Wilsons bases its view on a strong track record and high-quality customers, observing Appen accurately analyses increasingly vast quantities of data in a timely manner and at a competitive price, with an ability to adapt. There are two main global operators in this area and a material gap down to the third. The only one with comparable scale and customer base is the unlisted Lionbridge.
The AI market is expected to grow at 36.5% out to 2025, according to various reports, and is likely to hit US$400bn by 2025-26. Appen has reiterated guidance for margins in the high teens in FY20 and Wilsons highlights a dynamic strategy, which supplements organic growth with strategic acquisitions, anticipating FY20 revenue of $707m along with operating earnings (EBITDA) of $131m.
Macquarie retains operating earnings estimates of $136m and forecasts a compound growth rate of of 21.7% over 2019-25. Long-term opportunities are flagged in the Relevance division along with other options in government and autonomous vehicles.
The broker describes Appen as more a services company than a pure technology business. This means operating earnings margins are lower than at software firms such as Xero ((XRO)) and Altium ((ALU)) and, as a result, there is less operating leverage.
High margins and rising competition remain chief concerns, although Credit Suisse acknowledges the outlook for Appen is robust and the prospective market is growing. Back in May, Credit Suisse downgraded to Neutral believing an upgrade to forecasts was required to support the appreciation in the share price, and this could be challenging in the current environment.

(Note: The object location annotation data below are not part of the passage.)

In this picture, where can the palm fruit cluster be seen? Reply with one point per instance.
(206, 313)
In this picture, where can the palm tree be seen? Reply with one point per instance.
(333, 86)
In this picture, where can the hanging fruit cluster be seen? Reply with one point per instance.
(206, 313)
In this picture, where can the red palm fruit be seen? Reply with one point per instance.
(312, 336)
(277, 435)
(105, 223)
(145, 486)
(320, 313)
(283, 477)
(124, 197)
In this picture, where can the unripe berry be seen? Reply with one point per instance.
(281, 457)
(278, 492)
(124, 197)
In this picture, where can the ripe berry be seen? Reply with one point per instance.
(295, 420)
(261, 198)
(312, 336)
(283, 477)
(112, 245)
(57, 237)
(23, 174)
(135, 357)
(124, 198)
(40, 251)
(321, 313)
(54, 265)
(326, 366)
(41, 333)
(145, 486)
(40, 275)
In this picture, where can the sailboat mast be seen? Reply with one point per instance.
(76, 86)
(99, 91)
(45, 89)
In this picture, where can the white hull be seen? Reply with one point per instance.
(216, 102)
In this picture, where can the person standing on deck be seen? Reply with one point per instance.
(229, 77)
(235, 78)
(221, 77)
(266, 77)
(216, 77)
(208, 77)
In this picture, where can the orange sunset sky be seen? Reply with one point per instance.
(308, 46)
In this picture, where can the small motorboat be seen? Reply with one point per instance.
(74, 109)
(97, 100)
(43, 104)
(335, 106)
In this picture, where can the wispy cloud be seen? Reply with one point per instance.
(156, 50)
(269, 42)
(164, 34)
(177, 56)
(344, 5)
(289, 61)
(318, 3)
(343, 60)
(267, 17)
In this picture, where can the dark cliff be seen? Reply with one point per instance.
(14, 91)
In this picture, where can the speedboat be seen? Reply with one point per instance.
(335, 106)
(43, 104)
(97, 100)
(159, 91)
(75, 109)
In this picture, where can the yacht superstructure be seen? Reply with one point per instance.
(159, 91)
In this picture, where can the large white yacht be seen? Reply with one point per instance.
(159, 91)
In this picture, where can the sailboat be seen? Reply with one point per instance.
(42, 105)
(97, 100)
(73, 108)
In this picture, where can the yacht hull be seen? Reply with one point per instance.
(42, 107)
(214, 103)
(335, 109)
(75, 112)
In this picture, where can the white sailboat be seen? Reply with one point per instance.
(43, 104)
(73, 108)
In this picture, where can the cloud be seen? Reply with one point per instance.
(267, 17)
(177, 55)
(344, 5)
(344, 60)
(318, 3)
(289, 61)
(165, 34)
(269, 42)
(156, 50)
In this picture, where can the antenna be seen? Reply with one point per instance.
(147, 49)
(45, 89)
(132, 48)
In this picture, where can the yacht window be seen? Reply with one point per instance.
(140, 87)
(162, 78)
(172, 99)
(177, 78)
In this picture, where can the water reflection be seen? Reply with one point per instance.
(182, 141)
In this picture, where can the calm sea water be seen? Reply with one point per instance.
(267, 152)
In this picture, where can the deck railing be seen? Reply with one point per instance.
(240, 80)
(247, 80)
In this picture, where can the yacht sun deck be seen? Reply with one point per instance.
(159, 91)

The main risks for the business centre on customer concentration and limited visibility on revenue. Catalysts include the operating leverage that comes from improved execution and automation, underpinned by strong demand from major corporate customers as well as the government sector.
Macquarie understands the long-term viability of human-based data annotation remains a source of concern for investors along with the fact the majority of revenue comes from five of the largest global technology companies.
Appen, with a skew to the big techs and their specific requirements such as search, social media and e-commerce is considered more resilient to technological change. Moreover, in the broker’s assessment, humans are unlikely to be eliminated from the data annotation phase of AI development for quite some time.
Wilsons, not one of the seven stockbrokers monitored daily on the FNArena database, believes the “arms race” in artificial intelligence will continue unabated and Appen will be a net beneficiary. The broker initiates on the stock with an Overweight rating and $42.56 target while Macquarie initiated coverage last month with an Outperform rating and $38.00 target.
FNArena’s database has four Buy ratings and one Hold (Credit Suisse). The consensus target is $32.78, suggesting -10.6% downside to the last share price. Targets range from $30 (Credit Suisse) to $38 (Macquarie).